Keith--- Sorry about the name screw-up. I did the same thing to Murray, too. I've always been crappy with names, which isn't an excuse, just the reality.
I was just given a book for Christmas by good friends who've taken cruises with us in the Gulf Islands a couple of times. It's a new book called Landfalls
by Naomi Williams. It's a novel about the expedition of Jean-Francois de La Perouse. It has gotten very good reviews and I'm looking forward to reading it.
Perhaps the result of a premonition, La Perouse sent his expedition journals home to France during his visit to what is now Kamchatka. They were taken overland on a year-long trek by one of the scientists who'd been on his voyage. La Perouse then carried on south to his ultimate fate in the southwestern Pacific.
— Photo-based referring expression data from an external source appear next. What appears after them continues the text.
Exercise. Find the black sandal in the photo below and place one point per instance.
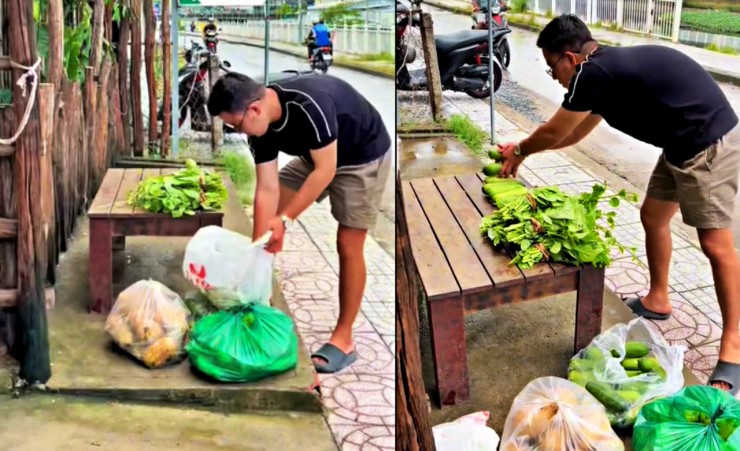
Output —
(726, 372)
(638, 309)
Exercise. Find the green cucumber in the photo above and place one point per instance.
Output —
(631, 364)
(492, 169)
(636, 349)
(607, 396)
(495, 155)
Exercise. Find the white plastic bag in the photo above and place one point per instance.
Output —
(150, 322)
(608, 367)
(467, 433)
(228, 267)
(553, 414)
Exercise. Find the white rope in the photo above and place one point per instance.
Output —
(34, 80)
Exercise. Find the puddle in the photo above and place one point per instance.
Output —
(433, 157)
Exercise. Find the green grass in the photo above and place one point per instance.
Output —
(720, 22)
(468, 133)
(242, 173)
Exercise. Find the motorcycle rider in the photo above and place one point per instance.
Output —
(322, 37)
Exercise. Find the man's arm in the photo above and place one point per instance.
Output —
(325, 167)
(554, 131)
(580, 132)
(266, 197)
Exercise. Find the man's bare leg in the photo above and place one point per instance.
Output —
(718, 246)
(656, 218)
(352, 278)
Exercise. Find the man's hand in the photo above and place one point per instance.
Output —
(277, 227)
(510, 163)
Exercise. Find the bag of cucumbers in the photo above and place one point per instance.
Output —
(626, 367)
(552, 414)
(698, 418)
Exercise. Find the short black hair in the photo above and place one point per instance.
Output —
(232, 92)
(566, 33)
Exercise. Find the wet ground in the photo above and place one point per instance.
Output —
(535, 96)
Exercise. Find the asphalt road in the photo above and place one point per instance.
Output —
(532, 93)
(378, 90)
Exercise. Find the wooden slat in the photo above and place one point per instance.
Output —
(495, 261)
(468, 270)
(8, 228)
(130, 180)
(434, 271)
(472, 186)
(148, 172)
(106, 194)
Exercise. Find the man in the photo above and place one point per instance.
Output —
(662, 97)
(322, 37)
(341, 145)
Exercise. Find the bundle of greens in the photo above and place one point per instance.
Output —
(181, 193)
(547, 224)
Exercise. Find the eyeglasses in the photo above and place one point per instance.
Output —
(550, 70)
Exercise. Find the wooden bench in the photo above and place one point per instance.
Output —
(461, 272)
(112, 219)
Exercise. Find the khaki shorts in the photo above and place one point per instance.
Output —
(704, 186)
(355, 193)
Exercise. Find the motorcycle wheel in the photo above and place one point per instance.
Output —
(505, 52)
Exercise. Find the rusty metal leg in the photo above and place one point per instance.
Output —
(589, 305)
(100, 272)
(449, 349)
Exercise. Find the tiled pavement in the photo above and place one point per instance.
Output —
(360, 399)
(696, 321)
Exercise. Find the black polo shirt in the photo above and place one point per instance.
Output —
(655, 94)
(317, 110)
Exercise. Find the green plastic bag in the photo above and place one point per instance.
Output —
(698, 418)
(244, 344)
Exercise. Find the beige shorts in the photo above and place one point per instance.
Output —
(704, 186)
(355, 193)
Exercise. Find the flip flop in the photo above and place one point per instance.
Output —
(336, 359)
(638, 309)
(726, 372)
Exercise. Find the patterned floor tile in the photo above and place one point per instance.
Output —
(687, 326)
(627, 278)
(564, 175)
(701, 360)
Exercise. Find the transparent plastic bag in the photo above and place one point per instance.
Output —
(553, 414)
(244, 344)
(698, 418)
(228, 267)
(601, 363)
(467, 433)
(150, 322)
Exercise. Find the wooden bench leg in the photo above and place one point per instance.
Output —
(447, 327)
(100, 272)
(589, 306)
(119, 243)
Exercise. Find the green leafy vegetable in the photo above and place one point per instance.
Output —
(547, 224)
(182, 193)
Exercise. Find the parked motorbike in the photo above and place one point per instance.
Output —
(480, 22)
(192, 96)
(462, 58)
(322, 59)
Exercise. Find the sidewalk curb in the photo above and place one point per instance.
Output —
(243, 41)
(718, 74)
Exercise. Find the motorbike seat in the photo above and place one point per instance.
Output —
(447, 43)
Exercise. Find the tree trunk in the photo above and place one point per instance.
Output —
(413, 425)
(123, 82)
(135, 104)
(149, 55)
(167, 56)
(33, 337)
(96, 46)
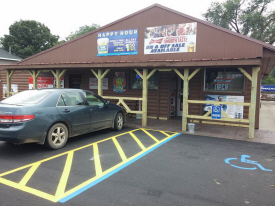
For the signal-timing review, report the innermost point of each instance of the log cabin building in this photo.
(158, 63)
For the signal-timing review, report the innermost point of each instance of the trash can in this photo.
(191, 127)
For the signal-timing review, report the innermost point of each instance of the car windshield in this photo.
(27, 97)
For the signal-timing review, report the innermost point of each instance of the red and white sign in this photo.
(93, 83)
(45, 82)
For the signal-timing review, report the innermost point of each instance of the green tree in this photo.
(81, 31)
(28, 37)
(254, 18)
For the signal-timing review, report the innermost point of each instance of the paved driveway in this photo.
(139, 167)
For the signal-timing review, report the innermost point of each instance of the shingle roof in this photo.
(6, 55)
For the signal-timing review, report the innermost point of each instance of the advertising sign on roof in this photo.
(174, 38)
(113, 43)
(268, 88)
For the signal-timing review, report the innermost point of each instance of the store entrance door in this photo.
(179, 97)
(75, 81)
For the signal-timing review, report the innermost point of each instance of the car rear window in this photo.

Wondering if his journals had ever been translated into English I did an extensive search and found that they indeed had been translated by the Hakluyt Society in England into a two-volume set. An further search eventually got me a pristine copy of this set.
The name La Perouse has been intriguing to me for many years, starting in Hawaii when I created the sound track for a documentary about the string of islands and atolls that stretch from Hawaii to Midway. Two of these were discovered and named by the La Perouse expedition. Later I learned he'd been the first French naval explorer to visit the Pacific Northwest, BC coast, and SE Alaska. In fact, what is today called Lituya Bay in Alaska was originally named La Perouse Bay when his expedition reached it. The La Perouse glacier in SE Alaska has retained its name.
Being half French myself (my father was a French citizen), ever since learning the significance of the name and something of the person who bore it I thought it would be a good name for a boat.
Our first "real" boat, a 17' Arima which we still have, is too insignificant a vessel for such a significant name. So we named it Malolo
, the name of the boat I did so much fishing on in Hawaii and which means "flying fish." It's also the word for "crazy," I guess because a fish that flies is a pretty crazy notion.
When we decided in 1998 to acquire a cruising boat of our own we had no problem deciding what to name it.
I'm within sight of retirement but we have no reason to replace this boat. Back in 1997/98 we talked about what we'd want to do with a cruising boat in the PNW/BC coast/SE Alaska region while I was working and then eventually after retirement and realized there was absolutely no difference. So we determined what make and model of boat would do what we wanted to do and bought one.
We have more recently developed an interest in a different kind of boating in a different part of the world and have taken the steps necessary to pursue this interest. But we will retain our PNW boat as we still have a lot of things we want to do with it.